Excel Roundup 20160229
Happy Leap Year Day! According to my calculations, the next time that Leap Year Day falls on a Monday will be in 2044. By then, Excel will be 58 years old. Do you think that Excel will still be around, or will it have retired early?
This week, cool tricks with the new TEXTJOIN function, tell a story with your charts, create a calendar for Power Query, and more.
1. Count Unique Items
Roger Govier explains how to set up a pivot table in Excel 2013 or later, so you can show a Distinct Count. For example, if there were 100 orders, how many distinct (unique) products were sold?
2. Making Sense of Charts
The Science Goddess used a new type of chart at a recent education workshop, and was fascinated by the participants' reactions. She also collected their feedback in a unique way, to take a look at her blog post, to learn what happened.
Mynda Treacy shows a few alternatives to using radar charts. For example, you can use data bars, bar charts or Sparklines.

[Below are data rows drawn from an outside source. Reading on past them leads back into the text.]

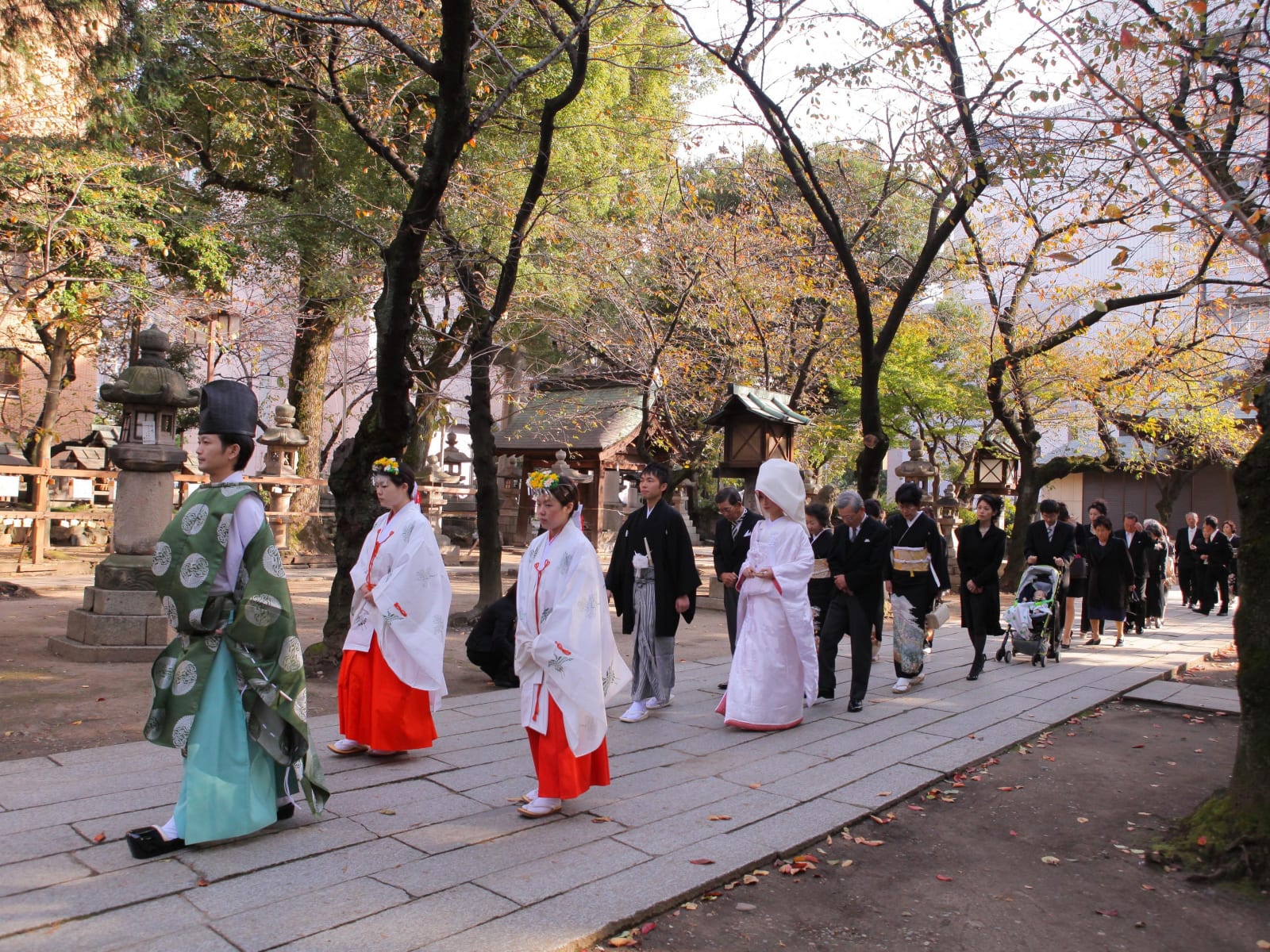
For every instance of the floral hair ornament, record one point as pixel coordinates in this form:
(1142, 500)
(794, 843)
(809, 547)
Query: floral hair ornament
(541, 482)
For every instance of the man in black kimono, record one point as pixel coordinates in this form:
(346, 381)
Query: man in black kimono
(1052, 543)
(1189, 539)
(1137, 543)
(732, 547)
(653, 579)
(856, 562)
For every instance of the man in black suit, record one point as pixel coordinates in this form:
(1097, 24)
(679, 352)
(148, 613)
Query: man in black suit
(1189, 539)
(732, 546)
(860, 551)
(1052, 543)
(1137, 543)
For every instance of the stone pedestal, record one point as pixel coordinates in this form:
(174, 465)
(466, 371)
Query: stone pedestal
(121, 619)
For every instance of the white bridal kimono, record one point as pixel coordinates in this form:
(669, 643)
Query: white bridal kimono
(412, 600)
(775, 668)
(564, 641)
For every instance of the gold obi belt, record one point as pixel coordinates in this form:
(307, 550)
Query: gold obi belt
(910, 560)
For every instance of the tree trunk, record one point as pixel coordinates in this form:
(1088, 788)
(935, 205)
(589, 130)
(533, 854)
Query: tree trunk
(872, 461)
(40, 451)
(1250, 780)
(389, 420)
(486, 466)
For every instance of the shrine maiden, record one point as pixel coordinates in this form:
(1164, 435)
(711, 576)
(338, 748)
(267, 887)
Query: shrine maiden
(391, 678)
(565, 654)
(775, 670)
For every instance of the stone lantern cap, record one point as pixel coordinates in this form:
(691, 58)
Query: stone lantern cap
(283, 432)
(152, 381)
(914, 469)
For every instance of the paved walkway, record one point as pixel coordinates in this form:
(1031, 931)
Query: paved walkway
(427, 854)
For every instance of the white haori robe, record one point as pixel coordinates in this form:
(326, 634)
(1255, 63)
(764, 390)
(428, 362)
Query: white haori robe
(564, 640)
(775, 668)
(410, 605)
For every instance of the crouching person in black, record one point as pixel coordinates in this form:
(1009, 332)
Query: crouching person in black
(492, 644)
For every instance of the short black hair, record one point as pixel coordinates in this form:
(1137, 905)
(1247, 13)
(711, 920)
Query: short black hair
(660, 470)
(245, 444)
(994, 501)
(908, 494)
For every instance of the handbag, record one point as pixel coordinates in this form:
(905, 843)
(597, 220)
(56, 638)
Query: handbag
(937, 617)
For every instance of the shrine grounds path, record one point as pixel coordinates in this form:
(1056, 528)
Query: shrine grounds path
(425, 850)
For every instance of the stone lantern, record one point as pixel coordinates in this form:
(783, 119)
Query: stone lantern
(121, 619)
(283, 442)
(918, 470)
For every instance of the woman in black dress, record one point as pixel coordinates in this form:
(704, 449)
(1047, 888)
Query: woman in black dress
(1110, 581)
(1157, 569)
(819, 587)
(979, 552)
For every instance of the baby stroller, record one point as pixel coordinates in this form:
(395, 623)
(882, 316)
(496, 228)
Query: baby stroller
(1032, 621)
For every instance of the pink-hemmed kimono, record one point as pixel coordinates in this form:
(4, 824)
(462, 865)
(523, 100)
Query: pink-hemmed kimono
(775, 670)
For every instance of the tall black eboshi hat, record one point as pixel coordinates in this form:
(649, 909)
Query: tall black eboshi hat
(228, 409)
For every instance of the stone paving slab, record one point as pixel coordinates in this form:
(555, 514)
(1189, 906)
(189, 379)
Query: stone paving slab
(1199, 697)
(425, 850)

In another charting article, Ann K. Emery asks if you'll present the data as-is, or if you'll tell a story. She shows four examples of how to use a storytelling approach in a chart.
3. Resource List
If you're in the mood to learn a few new things, Ben Collins shares his list of Data Analytics resources. There are several sections, including Excel, SQL, statistics and Data Visualization.
4. Calculating Dates
Your need calendars when you're working with Power Query, and Bob Phillips shows how to calculate all the bank holidays for a specific year, and how to calculate the trickiest holiday of all – Easter.
(If you need to calculate Easter dates in Excel, there's a page on my website.)
Chris Webb has found an interesting use for the new TEXTJOIN function in Excel 2016. He created a formula that shows a comma delimited list of the items selected in a Slicer.
In a short video, Mike "ExcelIsFun" Girvin shows how to use TEXTJOIN to return multiple values for a lookup, in a single cell. In the data, there are three items with the same invoice number, and the formula returns all three, separated with semi-colons. Very cool!